Animado com a solução da encrenca, quis eu pessoalmente ir ao Pará entregar simbolicamente aquela área, imaginando participar de um momento festivo. Que nada. Fui recebido por uma multidão enfurecida que brandia foices e facões gritando: “Queremos a Macaxeira, queremos a Macaxeira”. Descobri que havia entrado em uma arapuca.

Sem entender ao certo o que estava acontecendo, procurei pelo Fusquinha, meu pregresso interlocutor. De longe o avistei, porém apartado, envergonhado. Havia sido afastado do comando pela direção nacional do Movimento dos Sem-Terra, que rompera o acordo feito comigo em Brasília. Fui traído pelo MST.

Face ao risco da confusão, a PM (Polícia Militar) me recomendou que fôssemos logo embora. Mas eu insisti para subir no caminhão de som, fazendo um apelo àquela turba exaltada: “Vamos acalmar a situação e ocupar a fazenda Rio Branco, deixando a Macaxeira em paz até que, depois, se defina sua situação jurídica”. Não aceitaram.

Percebi, claramente, que o MST estava se aproveitando do episódio de minha ida ao local do conflito para mostrar sua força política, visando a desgastar o governo de Fernando Henrique Cardoso. “Aqui, mandamos nós”, era o recado que me davam.

Ao retornar, apiedei-me daqueles trabalhadores, gente pobre, sofrida e esperançosa, desempregados pelo fim do garimpo na região da Serra Pelada, que agora serviam de massa de manobra para a luta (pseudo) revolucionária do MST. Pessoas subjugadas pela ilusão, ou pela mentira, socialista.

A intransigência do MST se aliou ao despreparo da Polícia Militar, desaguando no massacre de Eldorado do Carajás, ocorrido meses depois. Ao teimarem por invadir a fazenda Macaxeira, esticaram a corda da violência no campo, levando a PM a reagir, configurando o macabro episódio em que 19 trabalhadores foram barbaramente mortos. Todos erraram.

Passados 8 anos, em 2003, retornei como um estudioso à região do sul do Pará. No trajeto de Marabá a Parauapebas, no km 100 da rodovia, reconheci o local onde, à uma multidão enfurecida, fiz um incrédulo comício defendendo que a reforma agrária se realizasse dentro da ordem e da paz. Não fui ouvido.

Ali perto, passei pela curva do “S”, deparando-me com as enormes toras de castanheira enterradas, em pé, formando um estranho monumento em homenagem aos mortos de 17 de abril. Hoje em dia, abandonadas, restam só duas delas erguidas.

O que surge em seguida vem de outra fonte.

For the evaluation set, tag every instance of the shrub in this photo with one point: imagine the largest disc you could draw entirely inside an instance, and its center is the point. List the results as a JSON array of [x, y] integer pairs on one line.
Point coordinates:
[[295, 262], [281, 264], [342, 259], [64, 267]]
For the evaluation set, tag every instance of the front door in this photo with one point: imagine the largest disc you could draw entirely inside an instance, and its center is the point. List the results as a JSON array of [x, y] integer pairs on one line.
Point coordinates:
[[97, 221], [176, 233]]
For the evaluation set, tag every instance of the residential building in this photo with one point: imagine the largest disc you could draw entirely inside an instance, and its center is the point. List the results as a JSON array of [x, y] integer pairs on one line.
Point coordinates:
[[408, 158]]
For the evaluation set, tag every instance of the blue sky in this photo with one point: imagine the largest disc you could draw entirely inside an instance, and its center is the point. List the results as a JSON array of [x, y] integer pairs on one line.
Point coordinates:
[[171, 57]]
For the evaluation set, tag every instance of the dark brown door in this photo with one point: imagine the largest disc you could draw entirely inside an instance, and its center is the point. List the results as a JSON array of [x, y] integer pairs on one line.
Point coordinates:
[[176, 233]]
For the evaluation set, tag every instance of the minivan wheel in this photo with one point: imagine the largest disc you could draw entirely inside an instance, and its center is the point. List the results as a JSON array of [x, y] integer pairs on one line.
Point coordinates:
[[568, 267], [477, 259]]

Visitei os assentamentos rurais em que transformaram as fazendas Rio Branco e Macaxeira, testemunhando seu fracasso. Havia um mercado de lotes, cerca de 35 hectares cada, negociados na faixa de R$ 30.000. Serrarias se esbaldaram com o desmatamento da reserva legal, que não deixou uma árvore em pé. Metade dos lotes estavam arrendados ou dados em parceria.

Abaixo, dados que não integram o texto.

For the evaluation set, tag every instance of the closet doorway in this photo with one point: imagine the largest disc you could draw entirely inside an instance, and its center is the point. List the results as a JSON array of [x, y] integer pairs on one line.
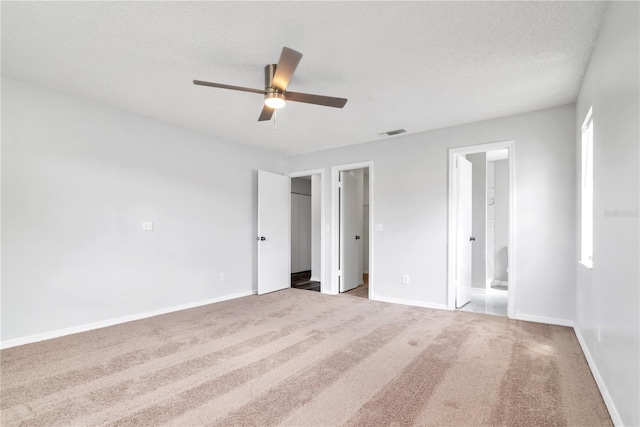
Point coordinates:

Conversando com o Seu Zé Dias, presidente da associação de produtores que o Fusquinha havia fundado, soube que ele havia sido assassinado.

–”Ele traiu nosso acordo?”, perguntei.

–”Não senhor”, me respondeu na lata. “O Fusquinha era uma pessoa do bem”. E continuou: “Ele se tornou um herói para nós quando voltou da capital dizendo que havia feito um acordo com o governo para assentar todo o pessoal e acabar com o acampamento. Mas foi passado para trás.”

Aliviei-me em saber a verdade. Toda essa história está relatada em meu livro “O carma da terra no Brasil” (Editora A Girafa, 2004). Relembrando agora o passado, como que vislumbrando um triste filme com imagens que gravei há 29 anos, restei pensando no futuro do país.

Vemos nesses dias o MST acirrar a invasão de propriedades rurais, em mobilização chamada de Abril Vermelho. Novamente, esticam a corda e apostam na violência agrária, fazem justiça com as próprias mãos. Provocam o destino.

Além da afronta ao Estado democrático de Direito, o MST ataca o agronegócio como se fosse o diabo na Terra. É incrível: o tempo passa, a realidade muda, mas a velha ideologia permanece, como se uma espécie de “comunismo-camponês” pudesse substituir o capitalismo agrário, causar um progresso e alimentar as metrópoles do mundo.

Pior de tudo: contam com a benevolência do governo federal. É o fim da picada.